It has all become so painfully routine as to appear almost predictable. In Pakistan, churches have been destroyed, Christians lynched, children forcibly converted. Catholics and Anglicans have been denied jobs, government support, housing and the most basic human rights. In Egypt, many of the eight million Christians face daily harassment in a country of 70 million Muslims, with periodic violence — often deadly — and police indifference, and even support, for mob attacks. One particularly sinister aspect to the Egyptian mass persecution is the difficulty Christians now face in obtaining exit visas, conjuring up dark echoes of previous campaign against German and Soviet Jews.
In January 2000, in El-Kosheh, Egypt, another 21 Christians were killed in rioting by local Muslims, aided by the police. When authorities eventually reacted, they arrested more than a thousand local Christians, many of whom were tortured. There are numerous cases of Christian girls being kidnapped by Muslim gangs and then being forcibly converted and married to Muslim men. If they flee these marriages and try to return to Christianity, they are killed as apostates. Church desecration is common, as are public burnings of Bibles and Christian literature. There are also documented cases of Christians being ritually crucified, the rape of Christian girls and the prolonged beating of children, some of them babies.
In Saudi Arabia, it is effectively illegal to be a follower of Christ. In Iran, Christians face obvious discrimination. In the Gaza strip, they have been attacked, a Christian bookstore bombed and Christian women threatened with acid thrown in their faces unless they cover their heads. In Indonesia in 2005, three Christian schoolgirls were beheaded by an Islamic gang and, while that nation’s government does often attempt to enforce the law, there is a long history of anti-Christian hostility. Even in traditionally tolerant Syria, Jordan and the West Bank, an increasing tendency toward Islamic fundamentalism has made life difficult for the Christian minority. In relatively moderate Turkey, seminaries have been closed down and priests and nuns murdered; and in Cyprus, the occupying Turks have destroyed numerous Christian sites and holy places.
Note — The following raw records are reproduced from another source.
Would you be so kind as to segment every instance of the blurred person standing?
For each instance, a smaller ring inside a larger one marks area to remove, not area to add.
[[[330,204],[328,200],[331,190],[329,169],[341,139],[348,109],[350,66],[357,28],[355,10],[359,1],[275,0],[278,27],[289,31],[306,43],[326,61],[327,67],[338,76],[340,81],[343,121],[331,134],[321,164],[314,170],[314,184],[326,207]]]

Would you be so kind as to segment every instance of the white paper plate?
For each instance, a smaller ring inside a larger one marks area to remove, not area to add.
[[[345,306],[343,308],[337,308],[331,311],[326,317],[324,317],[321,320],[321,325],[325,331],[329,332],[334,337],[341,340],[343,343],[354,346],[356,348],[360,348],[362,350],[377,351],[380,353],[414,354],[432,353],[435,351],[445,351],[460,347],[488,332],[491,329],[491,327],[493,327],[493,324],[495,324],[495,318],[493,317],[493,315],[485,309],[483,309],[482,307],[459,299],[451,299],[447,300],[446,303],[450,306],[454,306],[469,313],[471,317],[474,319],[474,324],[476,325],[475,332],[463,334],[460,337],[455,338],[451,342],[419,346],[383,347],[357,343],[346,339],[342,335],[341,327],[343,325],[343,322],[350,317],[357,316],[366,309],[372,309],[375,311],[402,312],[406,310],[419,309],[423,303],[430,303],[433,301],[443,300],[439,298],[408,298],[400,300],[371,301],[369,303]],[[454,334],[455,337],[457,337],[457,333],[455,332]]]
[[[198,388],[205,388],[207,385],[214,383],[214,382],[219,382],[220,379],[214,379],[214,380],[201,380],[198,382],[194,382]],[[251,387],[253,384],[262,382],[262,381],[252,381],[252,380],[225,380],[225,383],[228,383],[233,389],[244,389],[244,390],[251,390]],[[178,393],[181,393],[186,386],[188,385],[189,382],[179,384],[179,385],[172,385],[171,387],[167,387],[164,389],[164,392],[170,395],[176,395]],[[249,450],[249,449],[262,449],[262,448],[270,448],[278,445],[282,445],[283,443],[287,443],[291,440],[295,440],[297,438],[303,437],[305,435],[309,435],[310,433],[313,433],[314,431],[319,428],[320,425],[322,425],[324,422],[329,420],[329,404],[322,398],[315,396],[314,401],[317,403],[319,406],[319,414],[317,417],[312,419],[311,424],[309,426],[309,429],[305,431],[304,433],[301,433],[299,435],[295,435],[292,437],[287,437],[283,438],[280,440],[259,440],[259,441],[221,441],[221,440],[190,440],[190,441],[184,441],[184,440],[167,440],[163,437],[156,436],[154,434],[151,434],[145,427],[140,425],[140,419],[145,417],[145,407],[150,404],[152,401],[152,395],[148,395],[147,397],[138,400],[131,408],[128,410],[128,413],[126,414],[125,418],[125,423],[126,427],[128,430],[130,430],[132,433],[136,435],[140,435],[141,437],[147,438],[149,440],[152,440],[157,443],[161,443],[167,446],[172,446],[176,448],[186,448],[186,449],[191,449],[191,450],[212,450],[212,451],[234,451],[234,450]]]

Islamic apologists will point to certain Christians in positions of influence, deny that persecution exists at all, or, more frequently, argue that the accusations are propaganda lies told by Christians and Jews in North America and Europe. While this may sound absurd, it is almost impossible to overstate the degree of paranoia among many Muslims concerning Jews and Christians. One of the accusations made against the slaughtered Christians in Egypt this week was that they were building up arms dumps in their churches, and that they were agents of the United States and Israel. Iraqi Christians fleeing to Syria are not trusted because they are seen as being pro-Western.